Scientists at Sederma & IRB have been working on ‘Senestem’, an ingredient that fades the signs of senescence (the body's natural process of deterioration with age) with a method they are describing as 'breakthrough', by targeting the microRNAs.
At Croda's annual Suppliers’ Day press breakfast, Cosmetics Design was introduced to a development that claims to be the first to target microRNAs to prevent the decline of protein synthesis that worsens with age and is associated with unsightly phenotypic changes.
Marketing manager Sonia Dawson sat down with this publication to discuss the approach she says leads to a visible macro embellishment which recovers the skin's density, firmness and elasticity, and lightens age spots.
"The senescence process is constantly happening throughout life and these cells don’t go away, but it's only as we get older that the effects begin to show up on our skin and not every anti-aging product will attend to this," she explains.
The trouble with telomeres
Inside the nucleus of a cell, our genes are arranged along twisted, double-stranded molecules of DNA called chromosomes.
At the ends of those chromosomes are stretches of DNA called telomeres which protect our genetic data, make it possible for cells to divide, and hold some secrets to how we age.
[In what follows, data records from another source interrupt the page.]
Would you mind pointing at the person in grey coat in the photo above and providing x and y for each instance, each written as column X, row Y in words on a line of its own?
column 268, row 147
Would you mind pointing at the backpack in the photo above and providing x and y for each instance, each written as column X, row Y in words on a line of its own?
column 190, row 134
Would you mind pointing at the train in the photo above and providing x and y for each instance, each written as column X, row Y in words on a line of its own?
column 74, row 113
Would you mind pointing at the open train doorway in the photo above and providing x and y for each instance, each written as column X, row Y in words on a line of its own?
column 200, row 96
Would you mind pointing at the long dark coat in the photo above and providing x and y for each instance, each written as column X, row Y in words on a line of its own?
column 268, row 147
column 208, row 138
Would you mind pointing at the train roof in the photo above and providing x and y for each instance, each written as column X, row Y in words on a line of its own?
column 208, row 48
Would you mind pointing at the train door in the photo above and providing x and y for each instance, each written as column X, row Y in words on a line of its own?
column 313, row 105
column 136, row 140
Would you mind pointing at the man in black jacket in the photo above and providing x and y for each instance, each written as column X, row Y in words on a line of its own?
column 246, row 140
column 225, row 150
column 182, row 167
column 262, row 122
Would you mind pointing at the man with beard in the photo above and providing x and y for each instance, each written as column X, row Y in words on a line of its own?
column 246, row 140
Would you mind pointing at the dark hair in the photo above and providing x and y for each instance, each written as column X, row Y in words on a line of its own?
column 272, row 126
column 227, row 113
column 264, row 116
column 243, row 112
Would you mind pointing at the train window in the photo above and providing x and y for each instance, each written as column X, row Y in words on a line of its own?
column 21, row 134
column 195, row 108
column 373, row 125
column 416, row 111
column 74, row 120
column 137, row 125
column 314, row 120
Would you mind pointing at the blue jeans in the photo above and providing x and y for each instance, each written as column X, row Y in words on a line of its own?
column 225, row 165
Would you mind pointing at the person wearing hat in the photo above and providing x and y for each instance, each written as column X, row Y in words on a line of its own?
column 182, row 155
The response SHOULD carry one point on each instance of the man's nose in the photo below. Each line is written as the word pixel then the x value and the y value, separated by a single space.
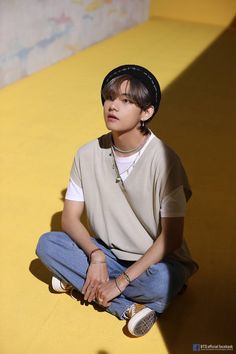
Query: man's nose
pixel 114 106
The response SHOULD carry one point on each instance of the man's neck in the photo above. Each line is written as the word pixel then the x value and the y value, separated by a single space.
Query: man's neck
pixel 127 142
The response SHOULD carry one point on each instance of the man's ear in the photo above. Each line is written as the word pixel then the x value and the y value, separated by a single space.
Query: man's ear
pixel 148 113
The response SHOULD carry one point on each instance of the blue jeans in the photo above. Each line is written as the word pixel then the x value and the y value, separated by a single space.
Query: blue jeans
pixel 155 287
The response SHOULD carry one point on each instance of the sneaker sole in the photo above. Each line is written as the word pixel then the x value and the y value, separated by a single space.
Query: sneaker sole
pixel 142 322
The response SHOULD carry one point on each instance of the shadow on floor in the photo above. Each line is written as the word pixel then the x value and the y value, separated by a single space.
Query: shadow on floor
pixel 197 118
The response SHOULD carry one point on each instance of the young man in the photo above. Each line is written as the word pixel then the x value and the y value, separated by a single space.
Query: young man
pixel 135 191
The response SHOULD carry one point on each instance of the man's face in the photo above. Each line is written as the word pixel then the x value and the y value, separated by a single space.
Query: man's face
pixel 121 114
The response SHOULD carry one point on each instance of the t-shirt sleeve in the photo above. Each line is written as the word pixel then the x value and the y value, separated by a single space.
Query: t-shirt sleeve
pixel 175 191
pixel 75 174
pixel 174 204
pixel 74 192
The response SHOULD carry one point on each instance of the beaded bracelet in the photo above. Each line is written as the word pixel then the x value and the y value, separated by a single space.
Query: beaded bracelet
pixel 95 250
pixel 126 277
pixel 117 286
Telomeres have been compared with the plastic tips on shoelaces, because they keep chromosome ends from fraying and sticking to each other, which would destroy or scramble an organism's genetic information.
Yet, each time a cell divides, the telomeres get shorter. When they get too short, the cell can no longer divide; it becomes inactive or "senescent" or it dies. This shortening process is associated with aging.
According to Dawson, the results of using this Senestem active in a cream to treat this process can be seen in the first month of its' use whereby the skin's firmness and elasticity are increased by 31% and 22%.
"Thickness and density are restored with a calculated youth gain of six years," she adds.
This ingredient follows the recent acquisition of Istituto di Ricerche Biotecnologiche which combines Sederma’s testing capabilities with IRB’s sustainable plant cell technology.
On inquiring as to how long it takes to develop new actives from plant cell culture as opposed to the normal ingredients, the marketing manager says it can take anywhere from three to five years.
"The benefits are sustainable and reproducible - you never need the plant again, whereas significant active yield from traditional means will always require years of cultivation and high land and water resources."